Among the main contraindications that prevent the use of ganglion blockers, the following should be noted:
- Thrombosis.
- Renal, hepatic lesions.
- Myocardial infarction in acute form.
- Arterial hypotension.
- Glaucoma in a closed-angle form.
Curariform anticholinergics
Curariform anticholinergics are able to block H-cholinergic receptors, which are located in the neuromuscular synapses of skeletal muscles. These include: tubocurarine chloride, pipecuronium, pancuronium, melliktin, ditilin, dioxonium.
Curare-like cholinolytics are used, mainly in the field of anesthesiology with the goal of relaxing skeletal muscles:
- With reposition of bone fragments, reduction of dislocations.
- With endoscopic manipulations.
- With surgical interventions.
In addition, curariform agents are often used as an element of the comprehensive treatment of tetanus. Melliktin-based drugs are often used to reduce muscle tone in neurological pathologies, accompanied by a violation of motor function, increased muscle tone of the skeleton.
Against the background of the use of curariform anticholinergics, the following negative symptoms may develop:
- Depolarizing curariform anticholinergics can provoke skeletal muscle soreness.
- Dithilin preparations are able to increase intraocular pressure and increase blood pressure, which in turn provokes cardiac arrhythmias.
- Under the influence of tubocurarine chloride drugs, a decrease in blood pressure, the development of laryngospasm, bronchospasm can be observed.
When should they not be used?
The main contraindications to the use of curariform substances are the following pathologies and physiological conditions:
- Breast age.
- Glaucoma.
- Violations of the liver, renal functionality.
- Myasthenia gravis
It is important to exercise caution when prescribing curariform anticholinergics to patients suffering from cachexia, anemia, as well as those who are pregnant or elderly.
Why are anticholinergics prescribed?
Currently, this list of anticholinergics (drugs of all groups) is widely used in various medical fields. The classification of their use is as follows:
- Use in therapeutic practice, when there is a need for the treatment of pathologies accompanied by spasms in smooth muscle structures. The most relevant drugs in this area are combining myotropic and neurotropic effects, as well as having selective antispasmodic effects.
- Use for the treatment of ulcerative lesions of the duodenum, stomach. In this area, it will be advisable to use anticholinergic drugs with antispasmodic activity that can inhibit the production of gastric juice.

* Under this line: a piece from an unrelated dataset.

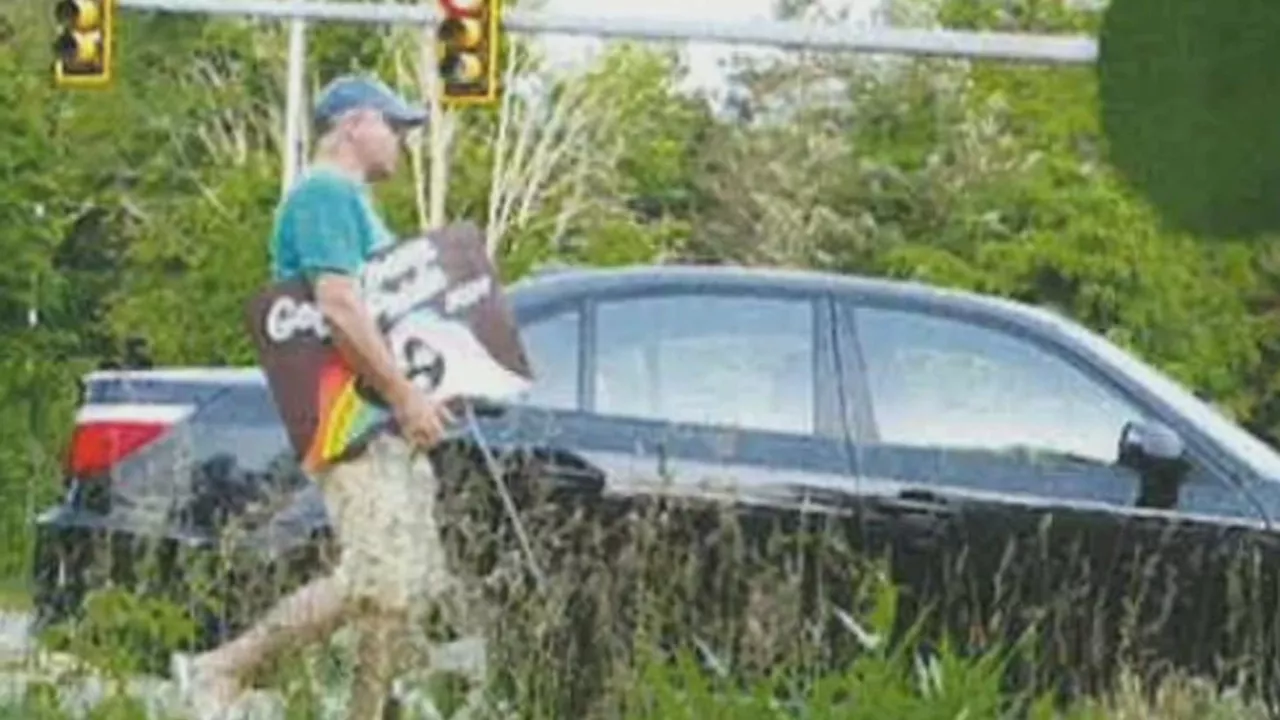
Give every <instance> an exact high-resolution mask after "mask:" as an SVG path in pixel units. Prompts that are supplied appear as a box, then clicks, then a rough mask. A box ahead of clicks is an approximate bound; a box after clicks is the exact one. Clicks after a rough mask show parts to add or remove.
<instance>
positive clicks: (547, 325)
mask: <svg viewBox="0 0 1280 720" xmlns="http://www.w3.org/2000/svg"><path fill="white" fill-rule="evenodd" d="M580 318H581V314H580V313H579V310H577V309H573V310H566V311H563V313H558V314H554V315H548V316H545V318H539V319H536V320H532V322H530V323H527V324H525V325H522V327H521V328H520V336H521V340H522V342H524V345H525V352H526V354H527V356H529V364H530V366H531V369H532V372H534V387H532V388H531V389H530V391H529V392H527V393H525V395H524V396H522V397H521V398H520V401H518V402H520V404H521V405H531V406H535V407H547V409H550V410H577V409H579V402H577V379H579V374H580V372H581V363H580V354H579V351H580V348H581V337H580V336H581V333H580V328H581V324H580Z"/></svg>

- Use in functional disorders of the nervous system. Anticholinergics are widely used to treat Parkinson's conditions, Parkinson's disease.
- Use in psychiatric practice as tranquilizers.

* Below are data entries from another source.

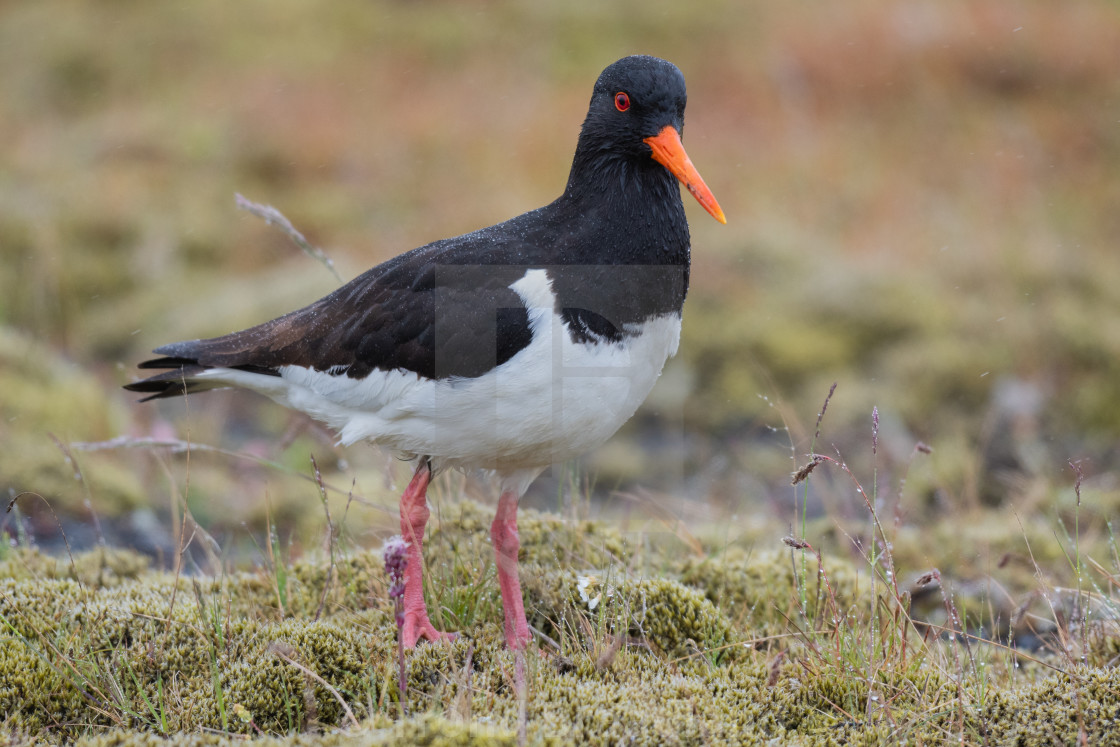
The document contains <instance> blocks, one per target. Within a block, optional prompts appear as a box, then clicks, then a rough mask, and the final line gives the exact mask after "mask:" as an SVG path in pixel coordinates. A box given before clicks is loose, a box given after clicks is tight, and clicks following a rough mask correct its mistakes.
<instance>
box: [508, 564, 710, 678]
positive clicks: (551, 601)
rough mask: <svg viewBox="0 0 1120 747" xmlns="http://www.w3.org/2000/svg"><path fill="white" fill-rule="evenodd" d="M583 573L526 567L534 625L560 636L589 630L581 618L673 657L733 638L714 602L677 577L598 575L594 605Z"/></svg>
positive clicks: (695, 653)
mask: <svg viewBox="0 0 1120 747" xmlns="http://www.w3.org/2000/svg"><path fill="white" fill-rule="evenodd" d="M580 577H581V575H580V573H577V572H575V571H567V570H556V569H549V568H542V567H532V566H530V567H526V568H525V569H524V571H523V572H522V589H523V591H524V594H525V597H526V600H528V604H526V611H528V613H529V615H530V624H532V625H535V626H538V627H540V628H541V629H545V631H549V632H550V634H551V635H556V636H560V637H564V636H570V635H571V634H572V632H573V631H576V632H578V631H581V629H584V625H582V623H581V620H582V622H586V623H587V625H588V626H589V627H590V628H591V629H603V626H604V625H605V626H606V631H607V632H610V633H614V634H624V635H627V636H633V637H635V638H637V639H641V641H644V642H646V643H647V644H648V645H650V646H652V647H653V650H654V651H656V652H659V653H662V654H664V655H665V656H669V657H672V659H676V657H682V656H691V655H696V654H698V653H701V652H709V651H711V652H717V651H719V650H722V648H724V647H725V646H726V645H727V644H729V643H731V641H732V635H731V628H730V624H729V623H728V620H727V618H726V617H724V616H722V615H721V614H720V613H719V610H718V609H716V607H715V606H713V605H712V604H711V601H709V600H708V599H706V598H704V597H703V595H701V594H700V592H698V591H696V590H694V589H690V588H689V587H687V586H683V585H681V583H679V582H676V581H672V580H669V579H662V578H656V579H647V578H628V577H626V576H624V575H622V573H618V575H614V576H612V575H609V573H603V575H600V576H598V577H597V580H598V583H599V590H600V591H601V597H600V601H599V604H597V605H596V606H595V608H594V609H591V608H590V606H589V603H588V601H586V600H584V599H582V597H581V595H580V590H579V585H580ZM713 655H716V656H718V655H719V654H718V653H715V654H713Z"/></svg>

- Application in the field of anesthesiology. Cholinolytic substances can enhance the effectiveness of sleeping pills and narcotic drugs.

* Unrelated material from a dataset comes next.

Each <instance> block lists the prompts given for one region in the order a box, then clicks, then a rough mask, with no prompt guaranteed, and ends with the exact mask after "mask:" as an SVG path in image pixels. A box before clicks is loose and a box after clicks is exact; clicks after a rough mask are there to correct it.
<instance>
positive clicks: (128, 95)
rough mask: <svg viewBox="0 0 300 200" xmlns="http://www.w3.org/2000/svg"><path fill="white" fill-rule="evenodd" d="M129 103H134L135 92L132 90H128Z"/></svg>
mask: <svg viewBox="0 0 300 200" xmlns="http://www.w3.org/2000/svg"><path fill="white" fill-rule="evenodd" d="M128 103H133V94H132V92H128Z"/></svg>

- Use as a prophylactic for the prevention of marine, airborne disease.
- Use as an antidote if intoxication of the body with poisons.
Cholinolytic overdose
With prolonged use, the degree of exposure to anticholinergics may decrease. Due to such a feature of substances, experts recommend a periodic replacement of drugs.
In some cases, against the background of the use of drugs, a side effect of a toxic nature may develop. This happens most often if the patient has an individual sensitivity to the substance, or exceeds the recommended dosage. Cholinolytic intoxication is manifested by the following symptoms:
- Incorrect accommodation.
- Dry mucous membranes in the mouth.
- Tachycardia.
When using central anticholinergics, an overdose is accompanied by the occurrence of impaired NS functionality:
- Hallucinations.
- Feeling of a stupefied head.
- Dizziness.
- Pain in the head.
When treating with anticholinergics, it is important for the patient to observe the dosages recommended by the specialist and take into account the individual characteristics of his own body. Even a slight overdose of substances leads to the development of tachycardia and severe dry mouth. With the onset of intoxication, proserin should be administered intravenously to the patient. The most serious contraindication to their use is glaucoma.